Kelen escapou por ter se fingido de morta. Mas Kelen, em prisão domiciliar após o atentado, não escapou do segundo encontro com criminoso rival e dois comparsas, no dia 14 de junho. Ela e o novo namorado, o detento Rafael de Oliveira Cavalheiro, o Quinhentos, 26, foram mortos pelos três, supostamente por divergências quanto à posse de uma submetralhadora.
Mais ousadia
Na semana que antecedeu sua morte, Marcelo Roberto recebeu, dentro da prisão, ligações do irmão, que informava estar em guerra com "o pessoal da Vila do Cemitério". Seu alvo seria o homem que comanda o tráfico no bairro, um foragido do sistema prisional.
Na noite de 6 de julho, a gangue do criminoso voltou a agir. Diferente das outras ações, quando as mortes eram em emboscadas, o assassinato de Deivid Rodrigues da Silva, o Dentão, 26, aconteceu diante de testemunhas. O ex-morador do Vale do Rio Pardo aguardava para assinar o livro de presença na Penitenciária Industrial, quando Dentão chegou de carona com a namorada, também para assinar o livro na portaria.
Ligado ao grupo das imediações do Cemitério Municipal, Dentão foi executado na frente do presídio. Na mesma noite, começaram a circular, em celulares dentro dos dois presídios, fotos de Dentão morto.
Para vingar a morte, na mesma noite houve uma reunião na galeria B do Apanhador, quando foi decidida a execução de Marcelo Roberto. Na manhã seguinte, quando plantonistas abriram as celas, um jovem morador da Zona do Cemitério condenado por três homicídios chamou Marcelo Roberto para rezar pela morte de Dentão em uma das celas da galeria. Religioso, o rapaz carregava a Bíblia e, antes que pudesse abri-la, foi dominado por 10 presos.

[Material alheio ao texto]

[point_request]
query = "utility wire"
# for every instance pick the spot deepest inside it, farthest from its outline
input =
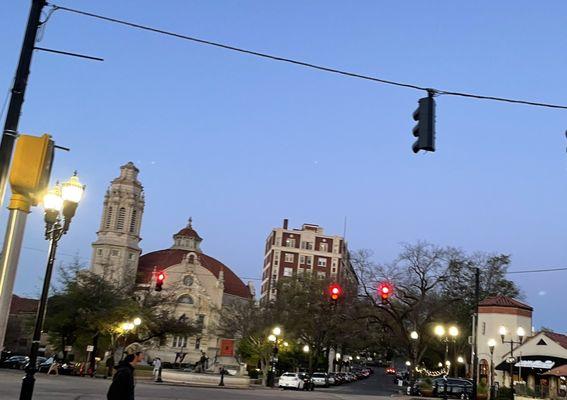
(530, 271)
(303, 63)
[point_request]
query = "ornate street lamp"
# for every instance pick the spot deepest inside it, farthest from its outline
(60, 204)
(521, 333)
(445, 335)
(273, 338)
(491, 345)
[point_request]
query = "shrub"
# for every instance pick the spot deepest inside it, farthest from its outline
(504, 393)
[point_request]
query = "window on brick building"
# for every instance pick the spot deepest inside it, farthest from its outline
(179, 341)
(307, 245)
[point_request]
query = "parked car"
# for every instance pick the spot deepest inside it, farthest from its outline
(15, 362)
(331, 379)
(452, 387)
(66, 368)
(336, 378)
(390, 371)
(38, 362)
(296, 380)
(320, 379)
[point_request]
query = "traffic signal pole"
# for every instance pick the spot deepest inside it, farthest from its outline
(10, 131)
(9, 265)
(18, 214)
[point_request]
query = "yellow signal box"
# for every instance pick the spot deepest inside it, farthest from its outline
(30, 171)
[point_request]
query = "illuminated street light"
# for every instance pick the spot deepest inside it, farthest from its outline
(453, 331)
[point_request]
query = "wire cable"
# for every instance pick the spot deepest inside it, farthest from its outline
(530, 271)
(303, 63)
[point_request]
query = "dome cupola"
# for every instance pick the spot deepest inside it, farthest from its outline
(187, 239)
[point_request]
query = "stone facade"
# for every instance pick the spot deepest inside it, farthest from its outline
(198, 285)
(116, 250)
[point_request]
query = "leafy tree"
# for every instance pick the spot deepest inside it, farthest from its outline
(86, 306)
(432, 284)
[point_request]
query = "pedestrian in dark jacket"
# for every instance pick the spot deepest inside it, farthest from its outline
(122, 387)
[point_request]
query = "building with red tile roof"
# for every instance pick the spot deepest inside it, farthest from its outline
(197, 286)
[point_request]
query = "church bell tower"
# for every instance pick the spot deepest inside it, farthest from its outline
(116, 250)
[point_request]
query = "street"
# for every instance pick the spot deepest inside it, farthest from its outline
(67, 388)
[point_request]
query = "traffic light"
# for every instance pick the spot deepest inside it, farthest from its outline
(31, 168)
(335, 291)
(160, 277)
(424, 131)
(385, 290)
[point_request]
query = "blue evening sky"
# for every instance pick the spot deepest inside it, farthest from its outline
(240, 143)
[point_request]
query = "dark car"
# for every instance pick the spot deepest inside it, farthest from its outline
(65, 368)
(452, 387)
(38, 362)
(308, 381)
(15, 362)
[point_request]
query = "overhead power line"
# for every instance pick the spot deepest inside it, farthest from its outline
(303, 63)
(530, 271)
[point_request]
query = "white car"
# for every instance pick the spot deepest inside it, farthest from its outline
(291, 380)
(320, 379)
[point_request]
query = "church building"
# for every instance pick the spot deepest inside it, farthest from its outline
(199, 284)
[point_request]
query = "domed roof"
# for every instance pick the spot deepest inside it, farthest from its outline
(188, 231)
(166, 258)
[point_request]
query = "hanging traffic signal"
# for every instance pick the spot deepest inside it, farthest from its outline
(385, 290)
(424, 131)
(160, 277)
(335, 291)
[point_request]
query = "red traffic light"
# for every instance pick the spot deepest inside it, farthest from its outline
(335, 291)
(160, 277)
(385, 290)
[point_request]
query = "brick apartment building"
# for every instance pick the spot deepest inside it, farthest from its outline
(306, 250)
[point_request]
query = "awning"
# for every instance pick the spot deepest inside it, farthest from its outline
(559, 371)
(535, 364)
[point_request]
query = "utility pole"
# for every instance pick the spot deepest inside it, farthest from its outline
(17, 95)
(475, 325)
(18, 215)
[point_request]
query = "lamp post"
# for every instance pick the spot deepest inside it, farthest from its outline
(60, 204)
(447, 335)
(491, 345)
(521, 333)
(274, 339)
(414, 336)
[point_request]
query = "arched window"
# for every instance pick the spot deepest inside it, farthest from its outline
(108, 218)
(120, 219)
(185, 299)
(133, 221)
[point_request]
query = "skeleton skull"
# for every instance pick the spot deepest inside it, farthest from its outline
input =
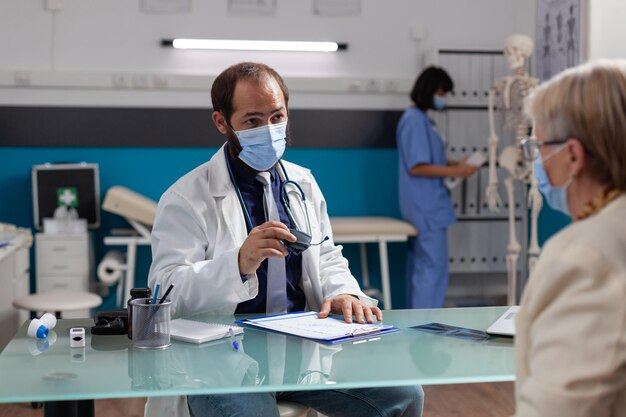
(517, 48)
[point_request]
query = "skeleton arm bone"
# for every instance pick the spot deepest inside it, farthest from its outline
(491, 192)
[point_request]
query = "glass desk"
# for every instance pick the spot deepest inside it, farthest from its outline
(109, 367)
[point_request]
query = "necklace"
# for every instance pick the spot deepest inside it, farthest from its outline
(598, 203)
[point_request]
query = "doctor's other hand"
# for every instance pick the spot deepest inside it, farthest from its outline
(264, 241)
(463, 169)
(349, 305)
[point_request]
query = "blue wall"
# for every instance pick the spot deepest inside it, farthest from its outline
(346, 176)
(355, 182)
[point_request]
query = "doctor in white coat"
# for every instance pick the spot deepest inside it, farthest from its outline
(210, 238)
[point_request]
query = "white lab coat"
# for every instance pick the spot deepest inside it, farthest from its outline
(198, 230)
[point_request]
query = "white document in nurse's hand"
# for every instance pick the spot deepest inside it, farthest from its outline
(477, 158)
(309, 326)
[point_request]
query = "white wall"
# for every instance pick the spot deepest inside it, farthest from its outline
(92, 43)
(607, 29)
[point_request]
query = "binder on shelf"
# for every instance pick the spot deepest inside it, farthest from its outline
(329, 330)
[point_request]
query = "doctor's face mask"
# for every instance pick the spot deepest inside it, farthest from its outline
(263, 146)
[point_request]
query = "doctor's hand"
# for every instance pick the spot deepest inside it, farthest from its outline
(263, 242)
(463, 169)
(350, 305)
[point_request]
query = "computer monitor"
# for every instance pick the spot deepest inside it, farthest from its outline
(74, 185)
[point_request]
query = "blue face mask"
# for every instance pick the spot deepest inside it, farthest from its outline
(263, 146)
(439, 102)
(556, 197)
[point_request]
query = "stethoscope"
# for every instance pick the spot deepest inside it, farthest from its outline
(296, 191)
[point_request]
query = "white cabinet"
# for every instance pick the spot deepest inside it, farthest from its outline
(15, 282)
(63, 261)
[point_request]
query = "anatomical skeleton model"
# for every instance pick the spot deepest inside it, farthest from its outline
(506, 97)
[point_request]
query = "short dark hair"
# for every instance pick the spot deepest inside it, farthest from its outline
(429, 81)
(223, 87)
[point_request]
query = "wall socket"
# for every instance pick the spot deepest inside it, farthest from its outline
(55, 5)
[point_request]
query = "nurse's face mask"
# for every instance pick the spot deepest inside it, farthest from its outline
(263, 146)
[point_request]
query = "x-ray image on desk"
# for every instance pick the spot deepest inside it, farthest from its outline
(453, 331)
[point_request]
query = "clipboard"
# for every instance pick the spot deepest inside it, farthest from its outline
(330, 330)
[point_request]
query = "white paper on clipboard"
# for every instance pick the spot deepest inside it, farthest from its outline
(477, 158)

Os detentos sufocaram Marcelo Roberto com um cobertor e apertaram seu pescoço até ele desmaiar. Em sua boca foi despejada uma mistura de 10 gramas de crack diluída em água, na tentativa de simular uma overdose. O jovem entrou em convulsão e os algozes usaram uma sacola plástica para matá-lo.
Após a morte, os detentos avisaram os agentes penitenciários que Marcelo Roberto estava passando mal. O jovem foi encaminhado ao hospital, onde chegou sem vida. A Superintendência dos Serviços Penitenciários (Susepe) instaurou uma sindicância, ainda sem conclusão. Marcelo Roberto não foi o primeiro a ser morto por asfixia com uso de uma sacola plástica.
Vilmar Silva da Silva, foragido até três semanas antes de sua morte, em 3 de junho, foi vítima do mesmo método, embora no laudo conste infarto. Depois de capturado, ele foi levado à Penitenciária Industrial, onde foi espancado. Debilitado, pediu para ser levado ao presídio do Apanhador, sob uma condição: não ser colocado na galeria C, onde estavam seus desafetos. Silva da Silva foi colocado justamente na galeria C. Ele chegou a ser levado ao hospital, mas não resistiu.